Développements artistiques

Cette décennie a bien sûr vu naître le Sôsaku Hanga en tant que forme d'art. De nombreux facteurs et événements ont convergé : en 1910, un groupe de jeunes intellectuels a lancé la revue Shirakaba (Boule blanc), qui a paru jusqu'en 1923 ; revue littéraire avant tout, elle était aussi un lieu de rencontre pour tous ceux qui partageaient des valeurs d'idéalisme, d'individualisme et de libéralisme. La même année, Minami Kunzô (1883-1950) est revenu d'un séjour à l'étranger et a réalisé une série d'estampes sur bois, qu'il a gravées et imprimées lui-même. Celles-ci ont été exposées en 1911, marquant ainsi la première exposition d'estampes créatives jamais organisée au Japon. En 1915, une exposition d'expressionnisme allemand, composée principalement d'estampes sur bois, a eu lieu. Elle a eu un impact considérable sur tous les jeunes artistes japonais. Quelques très jeunes artistes, Onchi Kôshirô (1891-1955), Fujimori Shizuo (1891-1943), Tanaka Kiyôkichi (1892-1915) avaient lancé la revue Tsukubae l'année précédente, alors qu'ils étaient encore étudiants à l'école d'art de Tokyo.

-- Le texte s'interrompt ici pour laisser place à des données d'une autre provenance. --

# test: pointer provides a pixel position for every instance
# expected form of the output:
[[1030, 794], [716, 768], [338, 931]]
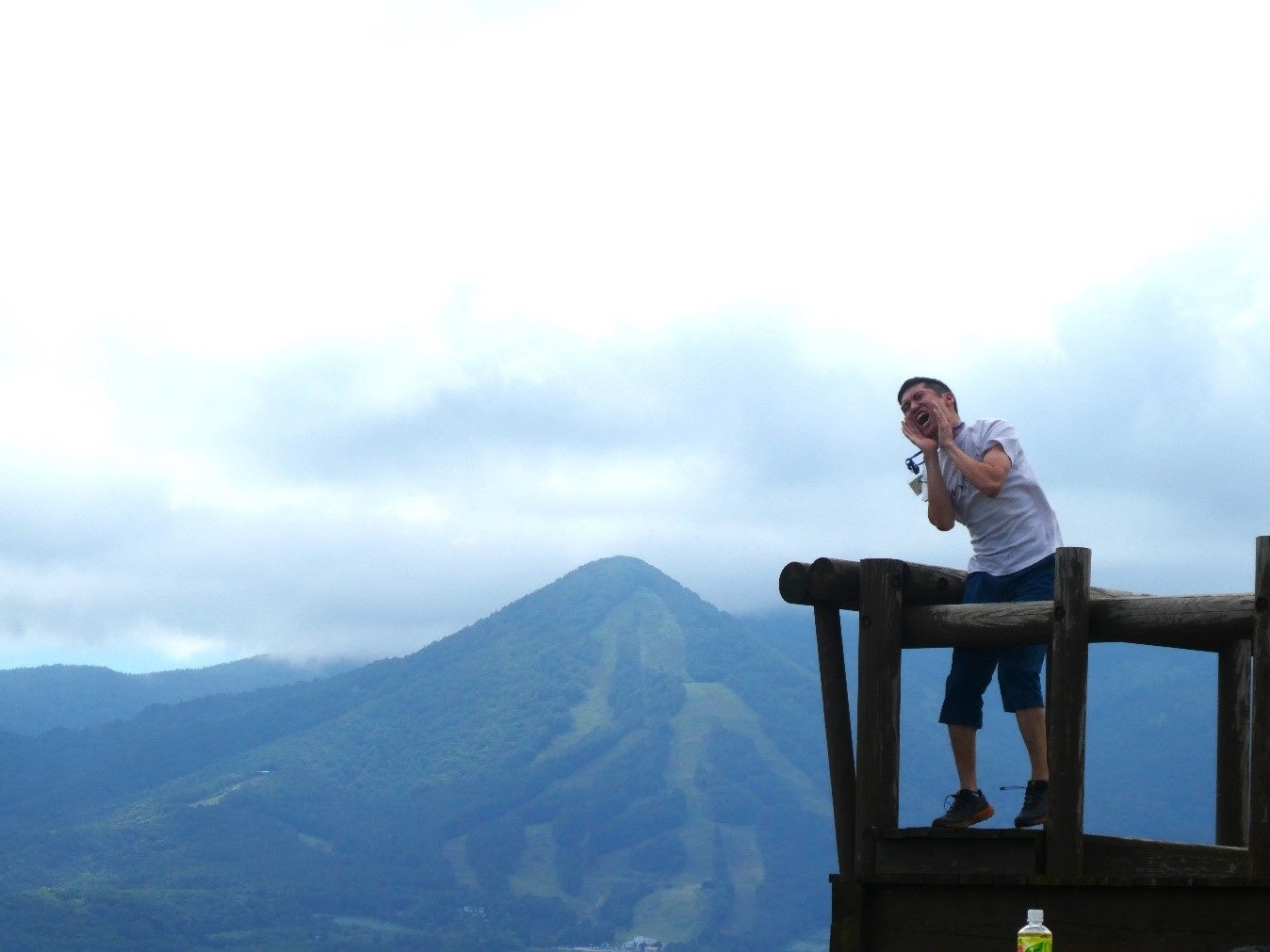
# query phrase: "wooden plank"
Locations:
[[1068, 671], [878, 766], [1259, 799], [846, 923], [1161, 916], [1197, 622], [1123, 857], [1233, 741], [935, 850], [838, 733]]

Aux rangs de ces artistes talentueux s'ajoutèrent Tobari Kogan (1882-1927) et Takehisa Yumeji (1884-1934), qui réalisèrent également des hanga durant cette décennie. En 1916, Ishii Hakutei (1882-1952) et plusieurs autres artistes du groupe Hôsun entreprirent un projet ambitieux, le Nihon fûkei hanga (estampes de paysages japonais), composé de dix séries de cinq estampes chacune, publiées entre janvier 1917 et avril 1920.

En juin 1918, Yamamoto Kanae, Tobari Kogan, Oda Kazuma et Terasaki Takeo fondèrent la Nihon Sôsaku-Hanga Kyôkai (Association japonaise de l'estampe créative). L'année suivante, une exposition de 189 œuvres fut organisée au grand magasin Mitsukoshi et connut un vif succès.

Depuis la première exposition des œuvres de Minami Kunzô en 1911, seulement huit ans s'étaient écoulés. En si peu de temps, le Sôsaku Hanga s'était imposé comme une forme d'art à part entière, et les estampes sur bois n'étaient plus considérées comme un simple moyen de reproduction, réalisé par un artisan qualifié. Cependant, dès le départ, des divergences d'opinions existaient parmi les artistes : l'un des points de désaccord portait sur la nécessité pour l'artiste de réaliser personnellement toutes les étapes de la production d'une estampe : la conception du dessin, la gravure des planches et l'impression. Certains pionniers estimaient tout à fait acceptable de faire appel à des imprimeurs et graveurs professionnels lorsque cela leur convenait. Cette question ne fut jamais complètement résolue. La conception orthodoxe et puriste selon laquelle l'artiste était responsable de l'ensemble du processus d'impression fut souvent abandonnée, tant avant qu'après la Seconde Guerre mondiale.